Lowell Libson & Jonny Yarker Ltd

  • Pencil with red and black chalk
  • 8 ¼ × 6 ¼ inches · 210 × 158 mm
  • On the original backing sheet
    Drawn c.1804-5

Collections

  • By family descent to 1989;
  • J. Howard, to 1997;
  • Spink-Leger Pictures, acquired from the above, 1997;
  • A.J. Beale, acquired from the above in 1997;
  • And by descent to 2019

Exhibitions

  • London, Spink-Leger Pictures, Master Drawings 17th to 20th Century, 1998, no.25;
  • London, National Portrait Gallery and New Haven, Yale Center for British Art, Thomas Lawrence: Regency Power & Brilliance, 2010-2011, no.20.

Literature

  • Kenneth Garlick, Sir Thomas Lawrence: Portrait of an Age, 1790-1830¸ New Haven and London, 1993, p.116.

This beautifully drawn portrait was made by Thomas Lawrence when he was at the height of his powers as a portraitist and as a draughtsman in particular.

The sitter, Henry Thomas Hamilton, was the son of Lawrence’s close friend and fellow Royal Academician, the painter William Hamilton and his wife Mary, who was the subject of one of Lawrence’s most celebrated portrait drawings. Preserved in exceptional condition, this sensitive, exquisitely rendered portrait drawing demonstrates Lawrence’s abilities at portraying children.

A child prodigy himself, Thomas Lawrence was self-trained as a draughtsman and made small portraits in pastels in Bath for three guineas each before moving to London in 1787. He attended the Royal Academy Schools briefly but pressure from commissions forced him to leave. He exhibited portraits in pastels, chalks and smaller oils at the Royal Academy each year and became friendly with the older artist William Hamilton, who lived nearby and introduced Lawrence to the Siddons family. Lawrence’s early biographer recorded that he spent some of the ‘happiest days of his life’ with the Hamiltons and that they ‘used to draw a great deal from the antique statues at night, whilst Mrs Hamilton would read to them either poetry, history, or works of the imagination.’ In 1789 Lawrence exhibited a spectacular portrait drawing of Mary Hamilton at the Royal Academy, recently acquired by the British Museum, London it is one of the most remarkable of Lawrence’s early portrait drawings.

Sir Thomas Lawrence
Mary Hamilton
Pencil and red and black chalk
18 x 12 ¼ inches; 458 x 312 mm
Signed in monogram 'TL' and dated '1789'
© The Trustees of the British Museum

This portrait of Henry Thomas Hamilton was made when he was 10 or 11 and already showing talent as an artist.[1] As the inscription on a label on the reverse of the frame makes clear, Henry ‘evinced an extraordinary degree of talent in Historical painting which profession he embraced.’ In 1809 the diarist Joseph Farington reported that he had seen Mary Hamilton at the Royal Academy:

‘Her son a boy of 15 was with her. He indicates an inclination to drawing and she sd. Lawrence had expressed an intention of taking him to be an articled pupil – but three months have passed and she has not heard from him. I told her I would speak to him, at which she expressed much pleasure.’[2]
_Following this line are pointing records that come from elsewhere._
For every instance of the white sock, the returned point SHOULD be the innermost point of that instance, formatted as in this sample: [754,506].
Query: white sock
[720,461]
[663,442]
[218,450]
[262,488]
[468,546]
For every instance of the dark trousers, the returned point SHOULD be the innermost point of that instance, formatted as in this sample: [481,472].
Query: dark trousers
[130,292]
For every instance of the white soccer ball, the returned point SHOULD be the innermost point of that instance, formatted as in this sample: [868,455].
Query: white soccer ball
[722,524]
Lawrence was a notoriously lax teacher, and Farington’s diaries are full of complaints by his apprentices. However, Lawrence was generous with young artists and there is evidence that he provided Hamilton with some measure of guidance. In a letter to Hamilton dated 30 May 1809, Lawrence included a drawing of his palette with notes on mixing colours and the use of drying agents for paints.[3] Hamilton was admitted a student of the Royal Academy in February 1811 and was given a ticket to study life drawing in December of that year. He subsequently exhibited two works at the Royal Academy in 1812 and 1813, although he died young at the age of 19.
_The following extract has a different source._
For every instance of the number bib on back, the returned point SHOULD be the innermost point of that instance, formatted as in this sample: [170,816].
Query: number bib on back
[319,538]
The present drawing, finely worked and executed rapidly in black chalk and finished with touches of red and a small amount of white heightening shows Hamilton seated, looking to the right wearing elaborate, high collar and what looks like a medallion or locket around his neck. Cassandra Albison has suggested that it might be: ‘a miniature in a locket around his neck. Perhaps the locket holds a portrait of his deceased father; Lawrence also owned one of these keepsakes.’[4] 

References

  1. A series of drawings by the young Hamilton are preserved in the Denham Album, Beinecke Rare Book and Manuscript Library, Yale University. 
  2. Ed. Kathryn Cave, The Diary of Joseph Farington, New Haven and London, 1982, vol. IX, p.3489.
  3. Cassandra Albinson, Peter Funnell and Lucy Peltz, Thomas Lawrence: Regency Power & Brilliance, exh. cat., London (National Portrait Gallery), 2010, p.160.
  4. Cassandra Albinson, Peter Funnell and Lucy Peltz, Thomas Lawrence: Regency Power & Brilliance, exh. cat., London (National Portrait Gallery), 2010, p.158.